For instance, in this diagram, the best path to 2011:db8:3e8:100::/64 for B is through A. Since B is the route reflector, it will advertise only the path through A to its two clients, which are C and E. Because of this, E will not know about the path through C, even though this is a valid path—and a better path, from E’s perspective.

This is a classic case of aggregation and information hiding; B is removing some available routes towards its route reflector clients, which allows the control plane to scale. According to the state/optimization/surface triad, a reduction in the amount of state should have some effect on the optimization of traffic flow through the network. In this case, E has a suboptimal route.

How can this problem be solved? The most obvious way is to add more information back into the control plane.

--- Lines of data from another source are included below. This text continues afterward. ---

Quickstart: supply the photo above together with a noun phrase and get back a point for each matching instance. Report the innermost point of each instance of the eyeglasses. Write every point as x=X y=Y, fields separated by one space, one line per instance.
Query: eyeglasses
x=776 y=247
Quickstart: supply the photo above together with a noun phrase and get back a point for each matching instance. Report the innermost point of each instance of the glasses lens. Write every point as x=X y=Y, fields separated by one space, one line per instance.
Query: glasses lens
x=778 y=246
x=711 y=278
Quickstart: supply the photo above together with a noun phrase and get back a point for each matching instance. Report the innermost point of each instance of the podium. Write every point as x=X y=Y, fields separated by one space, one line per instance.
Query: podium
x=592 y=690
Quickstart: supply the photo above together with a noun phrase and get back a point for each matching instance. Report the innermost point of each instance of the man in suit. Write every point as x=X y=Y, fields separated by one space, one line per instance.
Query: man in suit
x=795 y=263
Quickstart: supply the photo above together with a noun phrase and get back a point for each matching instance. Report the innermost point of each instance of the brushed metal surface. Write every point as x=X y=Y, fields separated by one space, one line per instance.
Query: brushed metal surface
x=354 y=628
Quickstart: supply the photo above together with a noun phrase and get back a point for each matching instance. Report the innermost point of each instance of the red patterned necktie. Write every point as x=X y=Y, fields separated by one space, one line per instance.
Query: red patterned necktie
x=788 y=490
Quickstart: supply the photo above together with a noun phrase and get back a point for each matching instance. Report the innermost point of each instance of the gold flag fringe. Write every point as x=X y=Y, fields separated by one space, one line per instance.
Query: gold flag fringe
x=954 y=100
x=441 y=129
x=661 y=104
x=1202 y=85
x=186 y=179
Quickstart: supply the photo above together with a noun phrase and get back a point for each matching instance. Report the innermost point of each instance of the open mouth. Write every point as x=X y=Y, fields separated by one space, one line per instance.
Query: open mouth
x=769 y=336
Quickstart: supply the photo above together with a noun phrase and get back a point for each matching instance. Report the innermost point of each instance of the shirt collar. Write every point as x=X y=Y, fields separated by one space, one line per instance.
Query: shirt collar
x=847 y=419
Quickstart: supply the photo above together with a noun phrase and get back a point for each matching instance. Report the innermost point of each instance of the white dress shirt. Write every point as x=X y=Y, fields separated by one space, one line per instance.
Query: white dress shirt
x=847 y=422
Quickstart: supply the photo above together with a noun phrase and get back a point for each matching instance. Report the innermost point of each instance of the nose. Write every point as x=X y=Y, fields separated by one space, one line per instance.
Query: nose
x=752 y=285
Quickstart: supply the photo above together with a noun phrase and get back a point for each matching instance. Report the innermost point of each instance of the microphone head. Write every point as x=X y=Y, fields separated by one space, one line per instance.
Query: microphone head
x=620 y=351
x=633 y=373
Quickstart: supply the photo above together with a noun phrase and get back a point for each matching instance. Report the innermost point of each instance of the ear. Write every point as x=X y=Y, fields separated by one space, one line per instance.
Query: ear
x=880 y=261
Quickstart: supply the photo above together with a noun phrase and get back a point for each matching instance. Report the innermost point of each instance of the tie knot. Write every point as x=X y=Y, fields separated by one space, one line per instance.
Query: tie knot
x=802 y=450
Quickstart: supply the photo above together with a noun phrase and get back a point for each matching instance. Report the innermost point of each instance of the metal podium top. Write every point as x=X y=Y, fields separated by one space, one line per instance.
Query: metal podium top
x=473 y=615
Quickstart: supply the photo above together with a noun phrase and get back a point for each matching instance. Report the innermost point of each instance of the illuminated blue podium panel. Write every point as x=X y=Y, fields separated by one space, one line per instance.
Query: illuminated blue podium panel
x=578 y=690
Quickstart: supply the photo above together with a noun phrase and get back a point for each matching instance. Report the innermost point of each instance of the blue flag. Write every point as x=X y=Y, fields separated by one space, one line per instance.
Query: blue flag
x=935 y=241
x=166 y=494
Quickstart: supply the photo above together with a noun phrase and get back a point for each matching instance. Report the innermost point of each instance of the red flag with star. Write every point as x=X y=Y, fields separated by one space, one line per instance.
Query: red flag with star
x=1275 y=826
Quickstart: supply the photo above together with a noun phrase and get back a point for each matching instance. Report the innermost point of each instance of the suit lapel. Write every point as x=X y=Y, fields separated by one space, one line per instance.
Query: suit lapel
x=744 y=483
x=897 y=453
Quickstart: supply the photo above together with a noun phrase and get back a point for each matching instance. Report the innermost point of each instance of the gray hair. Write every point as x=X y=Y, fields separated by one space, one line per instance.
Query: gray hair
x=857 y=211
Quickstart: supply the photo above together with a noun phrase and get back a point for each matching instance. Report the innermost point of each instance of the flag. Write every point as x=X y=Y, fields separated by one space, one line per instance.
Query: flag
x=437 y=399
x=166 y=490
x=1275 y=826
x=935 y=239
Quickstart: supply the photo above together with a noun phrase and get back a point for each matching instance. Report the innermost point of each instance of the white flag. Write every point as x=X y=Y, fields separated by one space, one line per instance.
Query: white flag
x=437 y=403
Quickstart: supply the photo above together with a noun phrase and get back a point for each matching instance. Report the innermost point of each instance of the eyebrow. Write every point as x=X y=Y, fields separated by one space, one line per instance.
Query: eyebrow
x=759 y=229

The solutions offered for this problem vary in which information is added back, and how that information is carried.

The first proposal for solving the suboptimal routing problem was for the RR to send all of its routes to each of its clients. Normally, if a BGP speaker sends a route for a destination, and then follows with another update about this same destination, the receiving speaker will discard the first advertisement. This is called an implicit withdraw. RFC7911 specifies a mechanism for a BGP speaker to carry more than one route for the same destination to a peer by including a Route Identifier (RID) with each route. The function of the route identifier is the same as the route distinguisher in a BGP-VPN deployment—to describe two different routes that happen to share the same destination prefix. By setting a different RID on each route, the reflector can advertise all of its route to its clients. The problem with this solution is that it “undoes” the scaling advantages conferred by the RR; every RRC receives every route. In large networks, the scaling and convergence speed differences can be dramatic.

It seems better to send only part of the routes, but which part? An alternative proposal is for the RR to compute the BGP bestpath from the perspective of each of its RRCs and send only the best route from that RRC’s perspective each RRC. There are several tradeoffs here, as well. First, the RRC must calculate the IGP path from each of its RRC’s in some way; this normally means running SPF from the perspective of each RRC. The RR must then run bestpath for each RRC and send the correct route to each one. Finally, the RRC must keep track of which route it has sent to each RRC, so it can determine when it needs to resend a new route based on changes in the network topology—both for changes in BGP and IGP reachability. This adds a lot of complexity to the BGP RR implementation, and creates a rather deep interaction surface between the IGP and BGP. It also just happens to assume there is an underlying link-state IGP in operation—which may not always be true.

Another option is for the RR to send the bestpath and the second-best path to each RRC. The assumption is one of these two paths will either be optimal, or close to optimal, for all RRCs. This is the solution most implementations have opted for, as it seems to strike a good balance between adding more control plane information, implementation complexity, and solving the suboptimal routing problem. Most implementations will allow the operator to send as many “second-best” paths as they desire to, which allows the operator to fine-tune optimization against state differently in diverse parts of their network.

2 Comments

  1. Michael Sifuentes on 22 October 2018 at 9:19 am

    Good article. I did not see a diagram to help illustrate the point.



    • Russ on 27 October 2018 at 1:46 pm

      Weird — I can’t find anything wrong with the image from here. Can you pm me someplace with the source of the article with the broken link? It would be helpful in figuring out what is going on.